The Offer expired at one minute after 11:59 p.m. (12:00 midnight) Eastern Time, on Monday, December 14, 2020. According to American Stock Transfer & Trust Company, the depositary for the Offer, 65,724,417 Shares were validly tendered in accordance with the terms of the Offer and “received” (as defined in Section 251(h)(6)(f) of the General Corporation Law of the State of Delaware (the “DGCL”)) and not validly withdrawn, representing approximately 79.7% of the outstanding Shares. In addition, 2,354,016 Shares were delivered through notices of guaranteed delivery, representing approximately 2.9% of the Shares outstanding. The number of Shares tendered satisfied the Minimum Tender Condition (as defined in the Merger Agreement). All conditions to the Offer having been satisfied or waived, Parent and Merger Sub accepted for payment all Shares validly tendered (and not validly withdrawn) prior to the expiration of the Offer and made payment for such Shares on December 15, 2020.

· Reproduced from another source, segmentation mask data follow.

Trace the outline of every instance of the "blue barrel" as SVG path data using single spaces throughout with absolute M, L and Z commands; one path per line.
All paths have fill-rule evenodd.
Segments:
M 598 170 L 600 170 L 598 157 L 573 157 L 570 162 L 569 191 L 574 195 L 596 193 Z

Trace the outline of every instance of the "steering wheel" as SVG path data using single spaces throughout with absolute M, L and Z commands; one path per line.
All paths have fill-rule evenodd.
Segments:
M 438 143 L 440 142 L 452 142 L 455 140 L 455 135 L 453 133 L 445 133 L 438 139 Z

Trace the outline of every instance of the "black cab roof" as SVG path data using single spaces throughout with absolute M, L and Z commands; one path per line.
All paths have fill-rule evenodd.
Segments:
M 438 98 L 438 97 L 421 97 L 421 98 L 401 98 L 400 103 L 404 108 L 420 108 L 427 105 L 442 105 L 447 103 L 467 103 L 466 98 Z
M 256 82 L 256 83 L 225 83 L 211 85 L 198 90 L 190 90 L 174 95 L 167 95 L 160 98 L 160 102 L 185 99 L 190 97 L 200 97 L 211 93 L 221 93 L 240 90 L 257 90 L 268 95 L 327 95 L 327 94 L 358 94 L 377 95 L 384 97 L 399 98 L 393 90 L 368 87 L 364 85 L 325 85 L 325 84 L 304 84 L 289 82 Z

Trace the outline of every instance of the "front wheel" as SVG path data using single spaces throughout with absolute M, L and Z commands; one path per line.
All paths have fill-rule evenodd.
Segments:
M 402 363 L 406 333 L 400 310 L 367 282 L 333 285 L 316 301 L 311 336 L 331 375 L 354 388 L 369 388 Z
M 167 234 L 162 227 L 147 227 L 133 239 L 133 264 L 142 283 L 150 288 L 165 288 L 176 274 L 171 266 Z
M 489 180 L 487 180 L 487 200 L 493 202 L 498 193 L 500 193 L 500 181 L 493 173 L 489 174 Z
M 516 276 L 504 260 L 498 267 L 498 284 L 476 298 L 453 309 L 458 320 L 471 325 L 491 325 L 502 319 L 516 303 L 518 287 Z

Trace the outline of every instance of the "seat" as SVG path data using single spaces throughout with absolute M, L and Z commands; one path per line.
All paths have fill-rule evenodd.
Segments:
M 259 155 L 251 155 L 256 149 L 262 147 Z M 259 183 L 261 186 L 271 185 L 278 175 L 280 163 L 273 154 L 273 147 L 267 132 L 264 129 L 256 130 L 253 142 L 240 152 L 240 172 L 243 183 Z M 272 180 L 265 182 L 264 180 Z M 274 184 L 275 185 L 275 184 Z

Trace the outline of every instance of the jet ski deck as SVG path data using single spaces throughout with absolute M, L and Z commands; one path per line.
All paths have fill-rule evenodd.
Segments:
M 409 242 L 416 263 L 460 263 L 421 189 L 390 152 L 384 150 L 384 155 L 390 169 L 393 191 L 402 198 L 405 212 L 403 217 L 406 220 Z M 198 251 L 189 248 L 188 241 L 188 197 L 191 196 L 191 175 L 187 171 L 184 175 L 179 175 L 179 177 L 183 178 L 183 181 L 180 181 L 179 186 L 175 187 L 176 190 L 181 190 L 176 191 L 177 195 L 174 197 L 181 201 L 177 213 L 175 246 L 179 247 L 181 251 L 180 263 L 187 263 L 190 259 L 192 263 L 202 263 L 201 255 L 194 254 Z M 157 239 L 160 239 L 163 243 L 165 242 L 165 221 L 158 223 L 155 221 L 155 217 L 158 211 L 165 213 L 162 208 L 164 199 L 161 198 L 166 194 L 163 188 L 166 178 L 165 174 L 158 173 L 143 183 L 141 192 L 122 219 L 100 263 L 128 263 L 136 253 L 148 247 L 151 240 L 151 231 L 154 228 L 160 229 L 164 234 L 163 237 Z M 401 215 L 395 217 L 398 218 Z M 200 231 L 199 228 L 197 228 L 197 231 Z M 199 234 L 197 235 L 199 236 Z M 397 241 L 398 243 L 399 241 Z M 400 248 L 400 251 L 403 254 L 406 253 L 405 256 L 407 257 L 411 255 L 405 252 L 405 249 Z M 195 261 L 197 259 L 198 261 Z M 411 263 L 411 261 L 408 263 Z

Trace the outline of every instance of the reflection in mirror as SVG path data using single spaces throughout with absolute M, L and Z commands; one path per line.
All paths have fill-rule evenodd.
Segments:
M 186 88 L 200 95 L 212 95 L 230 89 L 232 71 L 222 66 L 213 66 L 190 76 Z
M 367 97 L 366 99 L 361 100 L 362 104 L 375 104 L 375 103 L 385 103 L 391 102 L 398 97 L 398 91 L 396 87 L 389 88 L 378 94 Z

On December 15, 2020, as a result of its acceptance of, and payment for, the Shares tendered in the Offer, Merger Sub acquired a sufficient number of Shares to complete the merger of Merger Sub with and into the Company (the “Merger”), without a vote of the stockholders of the Company pursuant to Section 251(h) of the DGCL. Accordingly, following the consummation of the Offer, Parent and Merger Sub effected the Merger pursuant to Section 251(h). At the effective time of the Merger, each outstanding Share (other than (1) Shares irrevocably accepted for purchase by Merger Sub in the Offer, (2) Shares owned by Parent, Merger Sub or the Company or any direct or indirect wholly-owned subsidiary of Parent or the Company, including all Shares held by the Company as treasury stock, or (3) Shares that are held by any stockholder who is entitled to demand and properly demands appraisal pursuant to, and who complies in all respects with the provisions of, Section 262 of the DGCL with respect to such Shares) was converted into the right to receive the Offer Price from Merger Sub. At the effective time of the Merger, the Company became an indirect wholly-owned subsidiary of Parent. As a result, a change of control of the Company occurred.
The foregoing description of the Merger Agreement and the transactions contemplated thereby does not purport to be complete and is qualified in its entirety by reference to the Merger Agreement, a copy of which is filed as Exhibit 2.1 to this Current Report on Form 8-K and is incorporated by reference herein.